Bret: Probably not, though I doubt Musk will profit from the acquisition.

Gail: Definitely felt sorry for the Twitter workers who discovered that Musk was putting beds in their work space. And his wild political seesawing would ruin the influence of anybody who wasn’t closing in on a quarter of a trillion dollars.

But here we are, and I don’t have any great strategy for making him behave in a more responsible way when it comes to things like … keeping violent hatemongers off his platform. Do you have one?

Bret: Violent hatemongers aside, I thought it was pretty appalling to see the lengths to which pre-Musk Twitter went to ban legitimate news stories, like the New York Post’s scoop about Hunter Biden’s laptop, and to downplay views that went against conventional wisdom, like the Stanford professor of medicine who warned about the ill-effects of lockdowns, and to coordinate its decisions with the Biden team — and then mislead the public about what it was doing.

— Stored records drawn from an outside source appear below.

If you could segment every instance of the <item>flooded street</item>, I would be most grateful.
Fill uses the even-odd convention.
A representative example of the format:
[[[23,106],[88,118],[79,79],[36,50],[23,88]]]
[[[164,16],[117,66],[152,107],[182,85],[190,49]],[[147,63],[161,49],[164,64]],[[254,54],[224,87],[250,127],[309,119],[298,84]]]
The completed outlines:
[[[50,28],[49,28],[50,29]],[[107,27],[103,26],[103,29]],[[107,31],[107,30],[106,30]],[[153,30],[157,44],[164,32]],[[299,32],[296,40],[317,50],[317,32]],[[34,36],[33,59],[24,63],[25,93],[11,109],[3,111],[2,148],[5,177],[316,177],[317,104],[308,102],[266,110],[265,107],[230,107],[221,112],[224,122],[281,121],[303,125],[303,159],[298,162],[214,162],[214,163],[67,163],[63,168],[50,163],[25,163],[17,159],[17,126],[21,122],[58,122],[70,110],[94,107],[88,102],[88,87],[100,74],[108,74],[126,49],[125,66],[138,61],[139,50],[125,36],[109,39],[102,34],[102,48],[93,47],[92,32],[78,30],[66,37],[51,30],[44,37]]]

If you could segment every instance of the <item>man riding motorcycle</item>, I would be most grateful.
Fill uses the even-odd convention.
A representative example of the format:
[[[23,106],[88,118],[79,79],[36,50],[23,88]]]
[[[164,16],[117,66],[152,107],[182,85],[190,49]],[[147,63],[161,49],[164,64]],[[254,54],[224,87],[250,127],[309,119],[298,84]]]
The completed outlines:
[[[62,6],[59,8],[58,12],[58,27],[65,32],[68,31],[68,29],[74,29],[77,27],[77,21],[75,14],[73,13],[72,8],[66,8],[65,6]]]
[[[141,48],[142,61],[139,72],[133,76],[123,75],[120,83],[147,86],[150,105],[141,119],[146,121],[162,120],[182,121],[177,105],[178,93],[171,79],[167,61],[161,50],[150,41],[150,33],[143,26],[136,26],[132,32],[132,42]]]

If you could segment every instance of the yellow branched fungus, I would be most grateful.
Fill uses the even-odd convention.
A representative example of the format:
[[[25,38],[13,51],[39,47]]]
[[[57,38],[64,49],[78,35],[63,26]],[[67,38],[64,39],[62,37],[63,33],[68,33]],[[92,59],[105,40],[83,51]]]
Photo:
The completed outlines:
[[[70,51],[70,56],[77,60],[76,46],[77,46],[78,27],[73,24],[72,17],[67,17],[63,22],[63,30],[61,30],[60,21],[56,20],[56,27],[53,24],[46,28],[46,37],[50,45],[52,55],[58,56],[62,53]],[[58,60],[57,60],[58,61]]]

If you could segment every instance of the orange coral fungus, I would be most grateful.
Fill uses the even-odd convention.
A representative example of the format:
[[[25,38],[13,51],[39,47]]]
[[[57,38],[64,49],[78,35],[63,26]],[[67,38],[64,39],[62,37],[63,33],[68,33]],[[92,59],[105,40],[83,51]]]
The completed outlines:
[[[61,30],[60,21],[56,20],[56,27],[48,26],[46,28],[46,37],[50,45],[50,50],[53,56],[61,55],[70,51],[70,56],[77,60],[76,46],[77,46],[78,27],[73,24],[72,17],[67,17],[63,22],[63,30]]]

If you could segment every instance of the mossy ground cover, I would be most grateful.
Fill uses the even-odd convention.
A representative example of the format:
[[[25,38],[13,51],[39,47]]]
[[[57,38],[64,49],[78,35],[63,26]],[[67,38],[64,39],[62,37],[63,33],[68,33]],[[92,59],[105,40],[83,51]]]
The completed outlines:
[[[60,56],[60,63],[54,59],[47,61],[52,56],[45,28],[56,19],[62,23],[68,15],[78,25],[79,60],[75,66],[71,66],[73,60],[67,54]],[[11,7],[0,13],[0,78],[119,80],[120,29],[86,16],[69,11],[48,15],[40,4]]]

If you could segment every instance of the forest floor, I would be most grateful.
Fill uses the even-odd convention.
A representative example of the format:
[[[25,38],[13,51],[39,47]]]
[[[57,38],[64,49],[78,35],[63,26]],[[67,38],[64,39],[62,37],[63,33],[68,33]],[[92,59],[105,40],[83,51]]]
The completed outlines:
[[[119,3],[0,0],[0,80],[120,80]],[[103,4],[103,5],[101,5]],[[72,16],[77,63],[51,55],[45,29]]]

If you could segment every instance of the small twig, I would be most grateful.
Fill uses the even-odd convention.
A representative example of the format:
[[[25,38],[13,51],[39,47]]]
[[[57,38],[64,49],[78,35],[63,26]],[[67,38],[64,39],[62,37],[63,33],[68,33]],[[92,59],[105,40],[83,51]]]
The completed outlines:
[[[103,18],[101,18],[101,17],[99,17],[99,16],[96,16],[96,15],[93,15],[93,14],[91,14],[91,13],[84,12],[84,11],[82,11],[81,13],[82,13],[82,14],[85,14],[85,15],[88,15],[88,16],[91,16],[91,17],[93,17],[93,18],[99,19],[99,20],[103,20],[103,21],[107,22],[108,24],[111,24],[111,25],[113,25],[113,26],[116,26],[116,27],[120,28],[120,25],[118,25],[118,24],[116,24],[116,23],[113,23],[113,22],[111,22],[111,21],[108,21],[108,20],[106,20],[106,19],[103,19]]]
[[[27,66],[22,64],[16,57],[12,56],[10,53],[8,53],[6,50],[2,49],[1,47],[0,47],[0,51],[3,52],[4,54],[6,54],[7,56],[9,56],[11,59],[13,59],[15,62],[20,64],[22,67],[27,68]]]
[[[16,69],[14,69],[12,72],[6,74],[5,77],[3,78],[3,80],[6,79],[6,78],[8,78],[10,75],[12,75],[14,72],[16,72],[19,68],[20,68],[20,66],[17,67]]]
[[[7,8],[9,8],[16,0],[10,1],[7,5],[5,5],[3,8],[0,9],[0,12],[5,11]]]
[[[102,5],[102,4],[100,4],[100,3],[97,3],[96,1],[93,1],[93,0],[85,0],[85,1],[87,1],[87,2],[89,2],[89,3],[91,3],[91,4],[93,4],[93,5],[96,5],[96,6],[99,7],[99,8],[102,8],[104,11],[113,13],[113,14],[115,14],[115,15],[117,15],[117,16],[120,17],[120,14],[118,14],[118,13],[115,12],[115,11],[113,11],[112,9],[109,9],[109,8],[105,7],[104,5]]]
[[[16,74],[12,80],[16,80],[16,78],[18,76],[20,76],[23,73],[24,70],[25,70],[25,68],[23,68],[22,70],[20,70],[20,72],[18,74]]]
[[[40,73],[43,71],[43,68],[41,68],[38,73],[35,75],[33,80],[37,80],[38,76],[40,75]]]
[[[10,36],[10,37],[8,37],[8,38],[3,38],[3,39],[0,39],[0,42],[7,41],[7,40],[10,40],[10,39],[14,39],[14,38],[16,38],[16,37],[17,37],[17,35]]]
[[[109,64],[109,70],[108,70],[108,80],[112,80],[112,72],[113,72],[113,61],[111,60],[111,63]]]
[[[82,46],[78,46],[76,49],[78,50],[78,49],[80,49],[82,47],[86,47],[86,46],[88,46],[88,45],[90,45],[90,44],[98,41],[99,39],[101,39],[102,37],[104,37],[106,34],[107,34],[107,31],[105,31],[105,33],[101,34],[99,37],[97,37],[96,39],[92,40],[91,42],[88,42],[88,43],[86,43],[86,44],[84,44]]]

Even progressives like Ro Khanna, who represents Silicon Valley in Congress, warned Twitter about its anti-free speech attitude, which is entirely to his credit and not at all to theirs.

Gail: Bret scores …

Bret: I guess the point is, we don’t want giant corporations banning political speech, whether it comes from the left or the right, and that goes especially for companies whose entire business model relies on the principle of free speech. For exposing this, I have to give Musk credit.

Gail: We’ll pick this up again, Bret. Somehow I suspect Elon Musk will follow us into the new year.